Picking a few last cherry tomatoes I saw an unfamiliar butterfly darting around the Tithonias nearby. Usually I see various skippers here, occasionally a monarch or swallowtail. This butterfly was very different: it had an irridescent green-blue back, and the forewings short but with long narrow hindwings. Also the body rather furry, maybe it's a moth?
I'm starting to think I should get myself a good insect field guide (maybe a wildflower one too) as I'm always seeing critters and wondering what they are.
~ This was fortuitous! I found a few websites with photos and ID's of butterflies common in Virginia and pleased to recognize many of them. I've gone back and added comments with the identity of all the ones I've posted about here on the garden blog.

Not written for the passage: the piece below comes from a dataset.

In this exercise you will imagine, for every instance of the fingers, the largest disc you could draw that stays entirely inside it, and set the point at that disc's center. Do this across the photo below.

I have seen (but not photograhed) all of these in my yard: tiger swallowtail, black swallowtail, cabbage white, clouded sulfer, gray hairstreak, pearl crescent, painted lady, red admiral, common buckeye, monarch.

The one pictured here I think is a long-tailed skipper!

potting up

Have begun digging up some of my perennial herbs and resettling them into pots. Here's the first ones to move their roots: Lavender, Rosemary, Tarragon, Lemon Thyme and regular Thyme. I didn't realize the lavender had grown so large until I dug it up and realized it could easily split into two plants. The lemon thyme and tarragon especially never thrived and I think that's because they were in too heavy of soil in the ground, that area of the garden was still pretty much clay. Now they're potted in a much lighter mixture of potting soil, eggshells and sand.

01 October 2012

okra glut

The Okra patch continues to just grow and grow and grow. I've quit picking the pods, though- I've got a gallon freezer bag full in storage and still haven't tried cooking with any of it yet. My little girl got hold of a pod that was too mature for eating- no longer tender- and splitting open the sides she found all the round seeds in rows. Kept her busy a while picking them out and eating them!

Ha! I just discovered an interesting fact- looked up "eat okra seed" and apparently it's another plant item you can dry, roast, grind and use for a coffee substitute. Now of course I'm curious to try that! Almost done using up my roasted dandelion root (haven't got ahold of any chicory root- the only ones I see around are growing on roadsides where it's not wise to harvest as the plants can absorb toxins from the fumes of cars- but I've been considering growing it). I've been using the dandelion root mixed in with the regular coffee beans, fifty percent each, ground fresh together. It doesn't change the taste much, you can just barely discern the herby flavor of the dandelion, and gives me the nutritional boost. (Also keeps my husband from drinking my leftover coffee- I drink so little that one carafe brewed last me several days but he really dislikes the dandelion root so leaves mine alone if I've added that!)

I also learned that okra is related to hibiscus- makes sense. The flowers look so similar now that I pay attention to them.